1. What was it about this project that attracted you and or had meaning for you?
This project invited an opportunity to enter the doors of the Garvan Institute and to have a brief glimpse at the wide ranging research being undertaken.
2. How did the stimulus provided by your Garvan researcher's image and/or visiting Garvan and meeting your researcher affect your creative process?
I was fortunate to work with two informed and sensitive researchers at the Garvan Institute. Initially I worked with Danielle Fischer, introducing me to current research concerning Alzheimers disease which she examined in her Honors Thesis. This thesis invited a number of questions about how an artist could examine or engage with the complexities of the significant effects this disease has, particularly upon the aging mind.
Alzheimers disease is "characterized by loss of memory. Difficulty in learning new tasks, decline in language skills, decline in manual and social skills, emotional unpredictability, difficulty in understanding routine tasks, poor judgment and planning skills, disorientation and change in personality" (from Danielle's thesis)

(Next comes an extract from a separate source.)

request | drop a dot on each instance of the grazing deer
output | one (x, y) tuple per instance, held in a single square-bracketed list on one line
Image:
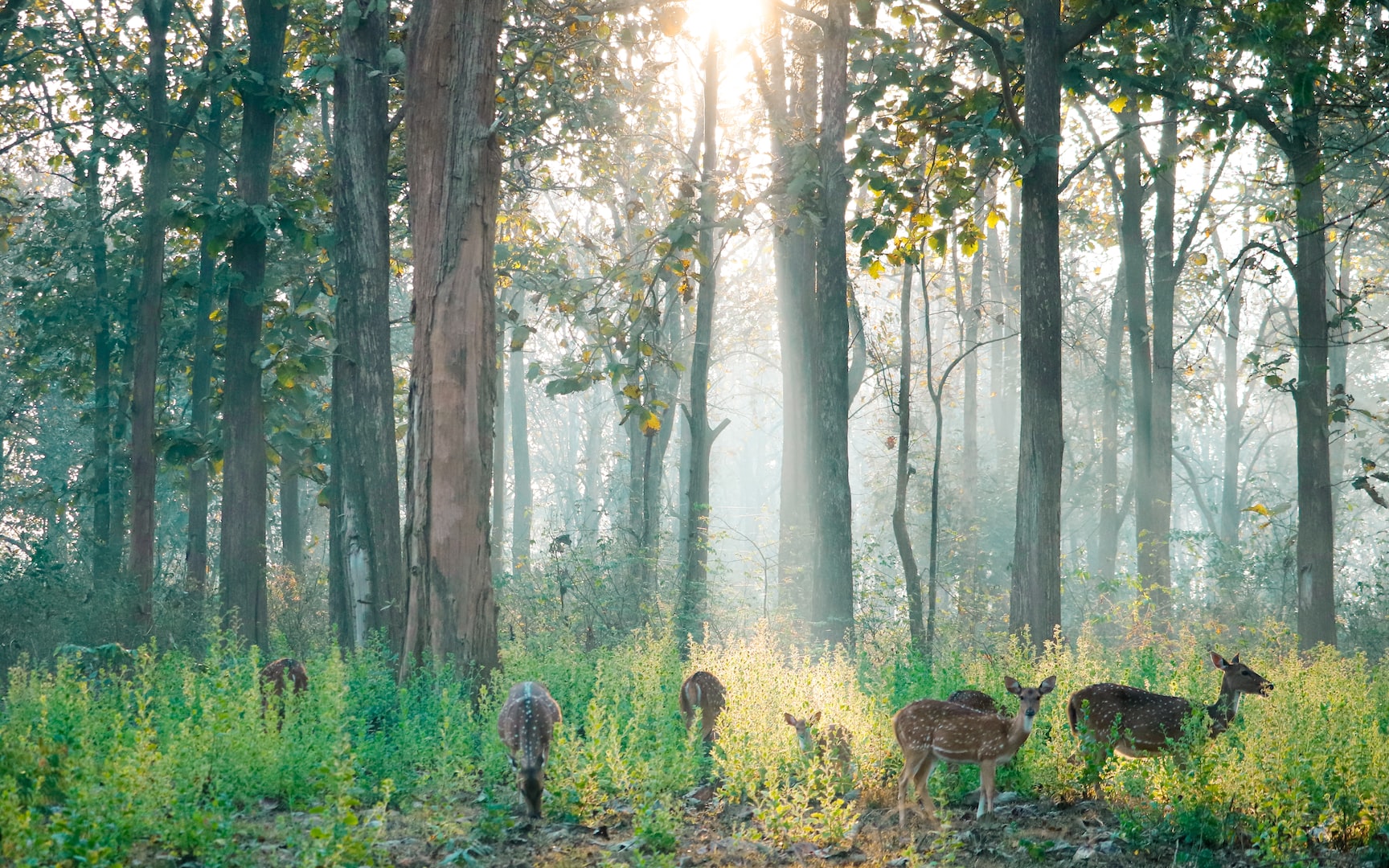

One of the questions that I asked was...how is the decline of severe Alzheimers disease diagnosed? At this point I was introduced to Clement Loy. Clement has been instrumental in assisting my deeper understanding of this very sad and somewhat disturbing disease. With Clement's guidance I was able to further investigate the way a brain changes through the slow deterioration that occurs with the onset of dementia and for those unfortunate to be afflicted with severe Alzheimers.
So I began the work ATROPHY, a slow removal process, sensitively working into the vulnerable surface of CDs, Using a surgical scalpel to painstakingly remove the memory of the disc. A slice of an MRI is depicted on each CD. I have interpreted 45 horizontal sections of a MRI scan, depicting a brain with servere atrophy. The CDs represent a brain scan from the frontal lobe through to the occipital lobe at the back of the brain. It is a gradual removal of the memory bank of a CD. It was my wish to create a work which is seductive and invites inquiry.
This was a slow and contemplative process creating a quiet place for reverie. ATROPHY is a work that allows for open discussion and further thought concerning Alzheimers disease.
3. What are your views about the interface between art and science, and has this project given you any new insights?
For many years my work has engaged applied science to develop my broad ranging art practice. Most notably I work with the physics of light, optics and communication technologies. I believe there is a sympathetic resonance between art and science. Both are interested in the exploration of ideas and ongoing inquiry.